A Última Gargalhada (1924): O orgulho e a queda de um porteiro em Berlim
Em ‘A Última Gargalhada’, um dedicado porteiro de um hotel de luxo em Berlim é rebaixado devido à idade avançada, passando a trabalhar como atendente de banheiro. O filme explora seu sofrimento ao tentar esconder a mudança de status de amigos e familiares

“Hoje você é o primeiro, respeitado, um ministro, um general, talvez um príncipe. Você sabe o que será amanhã?”
É com esse prólogo que Friedrich Wilhelm Murnau inicia a história de Hotelportier, a história de tantos ao longo dos anos, e que ainda se repetirá durante muito tempo. Hotelportier, como todos vós, jovens que leem essas poucas e rápidas linhas, envelheceu, e foi colocado de lado em sua função. Não era uma grande profissão, se pensarmos nos príncipes ou ministros ou generais citados por Murnau no prólogo, mas para o homem era algo que lhe dava prazer e orgulho.

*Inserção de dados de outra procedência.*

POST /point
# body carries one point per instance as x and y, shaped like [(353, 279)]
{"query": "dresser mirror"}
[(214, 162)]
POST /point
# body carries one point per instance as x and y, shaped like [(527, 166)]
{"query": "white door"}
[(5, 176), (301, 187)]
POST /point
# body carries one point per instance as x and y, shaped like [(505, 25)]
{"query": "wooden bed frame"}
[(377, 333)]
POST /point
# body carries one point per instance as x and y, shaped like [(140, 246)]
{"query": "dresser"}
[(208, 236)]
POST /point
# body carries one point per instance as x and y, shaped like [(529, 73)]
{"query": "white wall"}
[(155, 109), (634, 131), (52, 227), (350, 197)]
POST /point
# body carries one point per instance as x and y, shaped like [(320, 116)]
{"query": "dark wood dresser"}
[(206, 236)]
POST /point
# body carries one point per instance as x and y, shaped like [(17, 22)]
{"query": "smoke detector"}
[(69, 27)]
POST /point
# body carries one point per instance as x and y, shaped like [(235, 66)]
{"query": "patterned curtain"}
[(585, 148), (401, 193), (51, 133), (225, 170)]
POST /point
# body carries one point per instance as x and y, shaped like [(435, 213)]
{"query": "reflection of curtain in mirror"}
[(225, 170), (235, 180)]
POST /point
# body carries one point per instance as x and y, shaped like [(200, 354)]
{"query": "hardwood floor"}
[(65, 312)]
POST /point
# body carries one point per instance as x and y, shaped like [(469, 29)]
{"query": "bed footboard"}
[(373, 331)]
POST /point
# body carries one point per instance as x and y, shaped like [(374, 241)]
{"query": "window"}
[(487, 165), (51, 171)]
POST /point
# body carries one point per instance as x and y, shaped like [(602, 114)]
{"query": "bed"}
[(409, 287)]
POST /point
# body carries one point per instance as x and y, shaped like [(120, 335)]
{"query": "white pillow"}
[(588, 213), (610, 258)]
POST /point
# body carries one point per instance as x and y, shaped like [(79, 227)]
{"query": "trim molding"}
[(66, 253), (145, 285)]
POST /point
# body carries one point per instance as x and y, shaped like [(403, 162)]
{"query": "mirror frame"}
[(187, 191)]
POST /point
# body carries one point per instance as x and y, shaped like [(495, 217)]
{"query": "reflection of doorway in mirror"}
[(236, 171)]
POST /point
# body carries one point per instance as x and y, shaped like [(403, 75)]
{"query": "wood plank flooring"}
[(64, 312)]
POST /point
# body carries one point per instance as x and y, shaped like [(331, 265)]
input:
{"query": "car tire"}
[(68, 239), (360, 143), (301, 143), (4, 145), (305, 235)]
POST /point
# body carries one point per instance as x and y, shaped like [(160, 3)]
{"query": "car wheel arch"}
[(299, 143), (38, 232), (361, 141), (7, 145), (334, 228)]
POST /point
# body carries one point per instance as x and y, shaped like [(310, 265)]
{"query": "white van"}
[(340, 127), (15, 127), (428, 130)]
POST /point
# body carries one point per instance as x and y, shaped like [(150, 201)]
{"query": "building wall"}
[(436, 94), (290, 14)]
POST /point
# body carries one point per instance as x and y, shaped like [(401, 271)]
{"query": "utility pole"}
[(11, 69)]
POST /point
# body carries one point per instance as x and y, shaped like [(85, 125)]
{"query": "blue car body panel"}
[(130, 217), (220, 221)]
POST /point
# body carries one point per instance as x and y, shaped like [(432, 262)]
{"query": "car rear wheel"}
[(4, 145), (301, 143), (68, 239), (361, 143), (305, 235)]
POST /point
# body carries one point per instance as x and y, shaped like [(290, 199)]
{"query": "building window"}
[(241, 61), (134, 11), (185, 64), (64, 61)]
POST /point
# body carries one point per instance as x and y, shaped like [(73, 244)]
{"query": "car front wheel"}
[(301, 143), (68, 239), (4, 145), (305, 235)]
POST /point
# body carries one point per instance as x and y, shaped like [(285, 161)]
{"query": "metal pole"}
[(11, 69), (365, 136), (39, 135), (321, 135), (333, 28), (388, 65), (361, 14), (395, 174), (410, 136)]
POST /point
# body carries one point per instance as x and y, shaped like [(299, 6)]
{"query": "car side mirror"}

O orgulho do trabalho bem feito e com agilidade que todos fazem quando amam.
A cinematografia assinada por Karl Freund captura tanto seus momentos felizes quando ele sente-se garboso em sua farda quanto aqueles em que os olhos amargos do velho senhor nos enervam ao passar tanta angústia. A iluminação feita diretamente em seus olhos enfatizam esse sentido e fazem com quem sentimos o que ele também sente. Ser diminuído de posto devido à sua idade é algo que irá lhe matar com certeza, e é algo capturado em sua imensidão em cenas como esta. A luz, fracamente iluminando-o por trás, ele, encolhido em um canto, fazendo suas refeições em um banheiro é apenas um exemplo da excelente fotografia.
A câmera também enfatiza o desdém daqueles que já estão acostumados a substituir os mais velhos. O jogo de imagens, com sobreposições, e a câmera a seguir seus passos lentos e bêbados antecipa até mesmo o que os mais jovens julgam hoje como um novo cinema (tão visto na nouvelle vague). Vejam filmes antigos e verão que nada é novo, apenas transformado.
A vergonha de Hotelportier é tanta que ele rouba sua antiga farda para participar da festa de casamento de sua filha. Murnau não nos poupa de ver o desdém daqueles que logo percebem que ele não é mais o mesmo. Pensei cá comigo: a humanidade é desumana, sempre o foi, se não ri pela frente, o fará pelas costas, embora ainda haja humanidade em alguns. Enquanto servimos para algo e podemos nos defender, somos deuses, mas quando o tempo passa, a dependência do corpo cansado dita até onde podemos ir. Murnau foi fiel a essa frase dita no prólogo até o final.
Não contarei mais sobre o roteiro para que o leitor possa ser apresentado a essa obra que considero uma das maiores do expressionismo alemão. E ele ainda conta com a presença de um dos atores mais consagrados. Emil Jannings, um ator suíço que para quem não sabe foi o primeiro vencedor do Oscar de Melhor ator na América pelo filme Tentação da Carne e O Último Comando. Em A Última Gargalhada (Der Letzte Mann) ele mostra que domina a tela. O filme é ele e não consigo imaginar outro em seu lugar.
Charles Chaplin estava certo em sua biografia. Ele apenas constatou algo simples: vão-se os velhos, ficam os novos. Mas o que fazerem os velhos nos tempos que lhes restam? Murnau nos deu um final, que eu não contarei, mas que deveria ser possível. Poderia. Em um mundo ideal.